There are two ways to live your life - one is as though nothing is a miracle, the other is as though everything is a miracle. ~Albert Einstein
Aboriginals believe in two forms of time; two parallel streams of activity. One is the daily objective activity, the other is an infinite spiritual cycle called the "dreamtime", more real than reality itself... It was believed that some people of unusual spiritual powers had contact with the dreamtime. ~A quote from the film The Last Wave by Peter Weir
I set up an awkward old camera on a street corner and ask strangers to tell me a miracle story—some moment when the veils parted, intuition trumped logic, the worlds overlapped, and dumb luck won out.
In this age of street distractions and public isolation, where we’re all so fearful of each other, the surprise is how many people say yes, are willing to share an intimacy with a stranger.

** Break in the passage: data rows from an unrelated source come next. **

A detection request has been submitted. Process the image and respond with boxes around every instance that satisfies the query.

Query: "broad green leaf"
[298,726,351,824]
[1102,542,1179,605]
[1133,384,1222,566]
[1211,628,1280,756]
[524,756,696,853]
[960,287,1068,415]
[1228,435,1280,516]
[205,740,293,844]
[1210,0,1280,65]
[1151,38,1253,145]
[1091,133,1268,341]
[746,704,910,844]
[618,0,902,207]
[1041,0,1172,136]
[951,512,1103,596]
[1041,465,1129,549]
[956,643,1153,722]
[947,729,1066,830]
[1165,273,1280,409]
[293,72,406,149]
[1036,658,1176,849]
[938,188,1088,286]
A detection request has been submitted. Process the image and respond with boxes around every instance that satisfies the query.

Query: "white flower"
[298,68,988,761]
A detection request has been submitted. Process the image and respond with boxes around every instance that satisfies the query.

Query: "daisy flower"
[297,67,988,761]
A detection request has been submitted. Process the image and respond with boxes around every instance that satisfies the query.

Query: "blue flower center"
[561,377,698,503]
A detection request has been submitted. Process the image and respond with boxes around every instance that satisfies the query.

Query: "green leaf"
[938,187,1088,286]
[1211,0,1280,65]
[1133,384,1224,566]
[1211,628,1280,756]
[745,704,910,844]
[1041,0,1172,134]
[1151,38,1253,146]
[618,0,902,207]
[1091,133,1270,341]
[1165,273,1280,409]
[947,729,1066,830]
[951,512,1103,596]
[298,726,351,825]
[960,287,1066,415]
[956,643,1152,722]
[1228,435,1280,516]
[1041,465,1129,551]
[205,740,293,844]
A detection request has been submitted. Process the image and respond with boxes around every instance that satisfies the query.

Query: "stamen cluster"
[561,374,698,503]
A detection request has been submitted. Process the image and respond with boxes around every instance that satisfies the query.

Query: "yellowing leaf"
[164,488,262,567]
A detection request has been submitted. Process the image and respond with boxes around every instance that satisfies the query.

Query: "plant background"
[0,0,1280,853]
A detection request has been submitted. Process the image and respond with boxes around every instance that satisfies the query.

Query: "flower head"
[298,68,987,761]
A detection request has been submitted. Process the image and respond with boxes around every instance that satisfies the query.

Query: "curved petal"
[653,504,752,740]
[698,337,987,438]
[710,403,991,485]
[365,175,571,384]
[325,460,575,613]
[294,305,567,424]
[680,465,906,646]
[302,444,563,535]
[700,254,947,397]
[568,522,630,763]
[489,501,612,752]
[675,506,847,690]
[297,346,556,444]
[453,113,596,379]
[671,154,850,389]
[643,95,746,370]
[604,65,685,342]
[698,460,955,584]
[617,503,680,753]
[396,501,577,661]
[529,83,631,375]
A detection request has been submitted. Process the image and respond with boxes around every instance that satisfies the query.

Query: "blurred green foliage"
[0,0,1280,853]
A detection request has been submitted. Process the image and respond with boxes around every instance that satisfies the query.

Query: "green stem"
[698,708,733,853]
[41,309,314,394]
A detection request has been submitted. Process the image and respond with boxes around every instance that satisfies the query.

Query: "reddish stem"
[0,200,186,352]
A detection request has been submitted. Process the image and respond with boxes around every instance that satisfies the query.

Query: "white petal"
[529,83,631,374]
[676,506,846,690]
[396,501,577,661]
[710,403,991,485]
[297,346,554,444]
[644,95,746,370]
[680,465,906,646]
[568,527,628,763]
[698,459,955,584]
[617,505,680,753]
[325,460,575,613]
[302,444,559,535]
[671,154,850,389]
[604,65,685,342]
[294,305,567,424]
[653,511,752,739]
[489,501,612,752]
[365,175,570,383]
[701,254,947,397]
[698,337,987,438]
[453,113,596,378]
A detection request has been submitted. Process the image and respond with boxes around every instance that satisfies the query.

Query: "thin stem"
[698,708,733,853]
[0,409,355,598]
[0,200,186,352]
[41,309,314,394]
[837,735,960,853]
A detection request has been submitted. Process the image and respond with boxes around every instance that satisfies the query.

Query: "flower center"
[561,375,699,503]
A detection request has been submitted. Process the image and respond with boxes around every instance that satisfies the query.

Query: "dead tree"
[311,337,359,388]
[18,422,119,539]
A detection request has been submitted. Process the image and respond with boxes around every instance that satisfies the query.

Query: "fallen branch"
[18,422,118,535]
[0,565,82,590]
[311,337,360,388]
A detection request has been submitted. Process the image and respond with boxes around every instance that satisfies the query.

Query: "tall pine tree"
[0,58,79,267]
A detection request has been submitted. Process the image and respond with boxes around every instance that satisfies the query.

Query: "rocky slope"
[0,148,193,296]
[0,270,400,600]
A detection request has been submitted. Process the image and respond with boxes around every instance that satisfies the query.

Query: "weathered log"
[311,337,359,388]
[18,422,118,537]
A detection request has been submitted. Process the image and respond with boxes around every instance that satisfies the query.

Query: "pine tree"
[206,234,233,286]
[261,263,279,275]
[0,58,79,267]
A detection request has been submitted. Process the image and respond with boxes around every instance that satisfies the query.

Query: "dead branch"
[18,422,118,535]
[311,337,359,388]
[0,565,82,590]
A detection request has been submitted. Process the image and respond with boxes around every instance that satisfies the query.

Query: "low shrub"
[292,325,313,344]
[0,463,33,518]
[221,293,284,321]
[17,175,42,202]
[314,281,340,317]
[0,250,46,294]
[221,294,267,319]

I record their story, then duck under the black cloth and focus on their magnified eyes. As they hold perfectly still, I load the film, cock the shutter. And in that suspended moment of silence, as they look honestly into the lens, the picture occurs.
Often, in my discomfort, I rush and fumble, and try to fill the silence with small talk. I learned quickly that’s like whistling in church. People want to bring their full self to this moment, with as little distraction as possible. People want to surrender into the ceremony of the occasion.
By telling their story to someone listening deeply, then standing for an old-time portrait, this spontaneous moment between strangers meeting on an ordinary street corner transforms into a ritual of remembrance. We drop briefly into Dreamtime to witness where the mystical has left its thumbprint on the mundane.